Having spent a bit of time in a few markets in the UK, Seville, Lisbon and Copenhagen I’ve come to the conclusion that the UK’s a bit behind the times. What separates out the mainland European markets from the UK is how they seem to focus on environment as much as the stalls. UK markets tend, it seems (although maybe I’ve visited the wrong ones) to be a random mix of stalls, tricky to navigate for the uninitiated, not necessarily encouraging dwell time, and often a bit underloved and inconsistent. The Lisbon one cleverly unifies the marketplace with common brand identity, pays particular attention to the public areas making them feel welcoming and almost intimate, they play music to set tone, use the venue lighting to create a warmer ambience and focus on quality messaging rather than cost (that’s not to say they’re not good value). I wonder if there are cheap implementations that could be stolen and applied to UK markets. I appreciate that the natural reaction to this might be gentrification, which is why it’s about finding the balance I guess.
As I said earlier I brought the laptop along to do something creative and have resolutely done fuck all. I’ve been thinking about motivation a lot. I wonder if I’ve been trying to do things I’ve been not at all motivated to do at the cost of not discovering new things I might be motivated to do. To elaborate. I’ve been trying to write plays since I was 15. One was good, one was average the rest have been pretty dire – I also, don’t particularly enjoy the process of writing them – it feels like i’m fulfilling an obligation not to fail rather than pursuing a passion. I wonder if the reason I struggle to feel motivated to write plays is the fact that now, 20 years on from being a 15 year old Ayckbourn wanna-be, I’ve changed.
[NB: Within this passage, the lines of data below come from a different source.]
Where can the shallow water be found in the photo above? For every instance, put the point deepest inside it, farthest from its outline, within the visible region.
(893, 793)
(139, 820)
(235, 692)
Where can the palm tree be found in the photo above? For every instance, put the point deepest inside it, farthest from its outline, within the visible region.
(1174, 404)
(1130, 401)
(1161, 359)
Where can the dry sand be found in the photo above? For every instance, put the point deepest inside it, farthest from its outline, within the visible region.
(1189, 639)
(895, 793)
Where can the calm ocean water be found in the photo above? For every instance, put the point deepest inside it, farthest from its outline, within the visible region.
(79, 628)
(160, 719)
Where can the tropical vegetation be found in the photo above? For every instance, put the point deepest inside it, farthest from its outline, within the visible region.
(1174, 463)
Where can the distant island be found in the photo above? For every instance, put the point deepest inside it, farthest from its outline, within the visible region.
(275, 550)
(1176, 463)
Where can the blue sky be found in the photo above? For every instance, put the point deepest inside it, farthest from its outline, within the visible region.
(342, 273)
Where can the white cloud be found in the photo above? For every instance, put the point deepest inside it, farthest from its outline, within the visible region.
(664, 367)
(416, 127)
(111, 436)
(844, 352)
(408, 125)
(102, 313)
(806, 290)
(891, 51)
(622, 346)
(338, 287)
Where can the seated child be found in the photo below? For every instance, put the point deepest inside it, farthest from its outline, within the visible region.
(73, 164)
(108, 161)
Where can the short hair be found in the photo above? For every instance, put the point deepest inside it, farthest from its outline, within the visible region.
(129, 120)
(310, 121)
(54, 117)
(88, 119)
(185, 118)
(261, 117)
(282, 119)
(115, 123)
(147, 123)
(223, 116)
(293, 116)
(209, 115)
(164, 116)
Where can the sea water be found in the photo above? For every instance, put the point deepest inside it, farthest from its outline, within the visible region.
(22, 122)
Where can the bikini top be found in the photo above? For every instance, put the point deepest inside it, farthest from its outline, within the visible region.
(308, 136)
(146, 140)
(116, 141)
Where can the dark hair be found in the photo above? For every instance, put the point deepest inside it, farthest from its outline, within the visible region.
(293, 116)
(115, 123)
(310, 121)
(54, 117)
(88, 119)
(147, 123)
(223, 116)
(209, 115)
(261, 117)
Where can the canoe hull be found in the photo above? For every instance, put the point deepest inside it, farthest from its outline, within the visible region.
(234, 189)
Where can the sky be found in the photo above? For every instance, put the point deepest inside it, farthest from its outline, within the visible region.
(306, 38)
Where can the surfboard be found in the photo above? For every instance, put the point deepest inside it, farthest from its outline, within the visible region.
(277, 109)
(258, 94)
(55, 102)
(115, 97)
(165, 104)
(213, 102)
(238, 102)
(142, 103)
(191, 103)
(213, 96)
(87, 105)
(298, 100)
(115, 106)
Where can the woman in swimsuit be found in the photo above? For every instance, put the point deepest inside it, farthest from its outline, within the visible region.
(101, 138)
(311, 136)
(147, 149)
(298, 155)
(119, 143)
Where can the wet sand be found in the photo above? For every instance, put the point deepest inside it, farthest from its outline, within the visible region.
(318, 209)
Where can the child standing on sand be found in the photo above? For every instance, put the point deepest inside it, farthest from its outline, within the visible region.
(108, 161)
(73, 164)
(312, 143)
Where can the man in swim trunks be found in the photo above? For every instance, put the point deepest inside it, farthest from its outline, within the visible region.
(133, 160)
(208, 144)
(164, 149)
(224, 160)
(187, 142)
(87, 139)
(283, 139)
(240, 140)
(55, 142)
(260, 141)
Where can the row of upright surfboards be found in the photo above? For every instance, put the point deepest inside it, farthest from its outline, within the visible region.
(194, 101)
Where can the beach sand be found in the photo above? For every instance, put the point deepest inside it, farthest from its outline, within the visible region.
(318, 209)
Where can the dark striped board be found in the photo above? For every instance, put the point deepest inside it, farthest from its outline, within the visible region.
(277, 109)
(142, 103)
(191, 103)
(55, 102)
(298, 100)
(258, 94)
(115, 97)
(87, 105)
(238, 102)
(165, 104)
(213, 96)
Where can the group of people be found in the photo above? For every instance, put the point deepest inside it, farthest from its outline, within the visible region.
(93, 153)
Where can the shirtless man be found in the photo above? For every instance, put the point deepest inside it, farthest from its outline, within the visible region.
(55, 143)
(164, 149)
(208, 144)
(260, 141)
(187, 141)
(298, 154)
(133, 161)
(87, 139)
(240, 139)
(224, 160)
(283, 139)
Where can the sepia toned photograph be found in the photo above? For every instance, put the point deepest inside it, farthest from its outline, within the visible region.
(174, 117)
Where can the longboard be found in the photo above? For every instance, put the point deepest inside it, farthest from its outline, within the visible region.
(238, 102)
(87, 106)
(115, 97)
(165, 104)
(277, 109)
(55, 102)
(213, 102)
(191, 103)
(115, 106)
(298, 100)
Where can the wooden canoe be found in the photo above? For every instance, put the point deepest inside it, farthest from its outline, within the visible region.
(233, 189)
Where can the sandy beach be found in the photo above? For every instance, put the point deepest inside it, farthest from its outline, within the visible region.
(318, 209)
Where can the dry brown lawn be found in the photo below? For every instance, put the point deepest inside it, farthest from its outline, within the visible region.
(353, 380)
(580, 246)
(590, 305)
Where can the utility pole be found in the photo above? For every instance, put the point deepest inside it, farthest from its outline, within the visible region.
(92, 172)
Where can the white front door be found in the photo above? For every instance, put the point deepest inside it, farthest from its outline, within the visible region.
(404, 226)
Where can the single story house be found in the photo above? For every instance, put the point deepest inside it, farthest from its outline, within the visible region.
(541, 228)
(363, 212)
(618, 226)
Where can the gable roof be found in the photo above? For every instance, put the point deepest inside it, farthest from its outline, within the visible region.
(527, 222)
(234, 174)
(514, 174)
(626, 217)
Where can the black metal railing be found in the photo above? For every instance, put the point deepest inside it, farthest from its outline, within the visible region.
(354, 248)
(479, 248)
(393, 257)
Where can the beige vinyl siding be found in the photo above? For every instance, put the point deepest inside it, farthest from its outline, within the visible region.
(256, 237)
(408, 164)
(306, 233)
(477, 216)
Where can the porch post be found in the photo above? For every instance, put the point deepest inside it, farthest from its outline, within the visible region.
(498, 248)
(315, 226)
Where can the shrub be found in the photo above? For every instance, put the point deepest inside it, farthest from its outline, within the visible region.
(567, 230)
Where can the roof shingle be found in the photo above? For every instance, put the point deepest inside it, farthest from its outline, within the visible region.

The question is do what? I know it has to be more immediate, no waiting around for some tedious director of a London theatre to reject it 9 months after sending it with a note to say that due to their new green policy it’s been recycled (this is deliberately me being a dick head btw – I’ve been rejected by people around the UK – and in fairness everything I’ve sent them has been bad). It needs to be something I get the credit for – I am egotistical enough to get frustrated when my work has rarely been on by the fact that actors get clapped. Suggestions welcome.
This is a Head Of Marketing question really. Everytime I go on holiday I have the same dilemma – keep the sales reports turned on or switch them off? I’ve tended to go with on as I get so anxious without the daily reminder that I’m not good enough at my job that it ruins whatever I’m doing. I wonder if turning off is really possible in the arts?
Asking the big questions
It’s also occurred to me that, in the arts, more specifically theatre, we spend too much time working through the small issues, the stuff that, I suspect, if we ignored, would lead to nothing happening. I guess my question is how do you have the big conversations you don’t know that you need to have to make sure you challenge the status quo and keep having conversations that offer a balance of both revolution and evolution? Devoted and disgrunted anyone?
No. But thank you for the offer, it’s very flatteringSam
And finally… Drugs.
When we were walking home this evening a charming fresh-faced youth approached us and offered me weed (aka. Drugs). I was quite taken aback, clearly he has bad eyesight or a poor understanding of Marijuana’s key demographic. Anyway, I got flustered, said “no” but also “but thank you for the offer, it’s very flattering”. He looked confused and walked away grinning.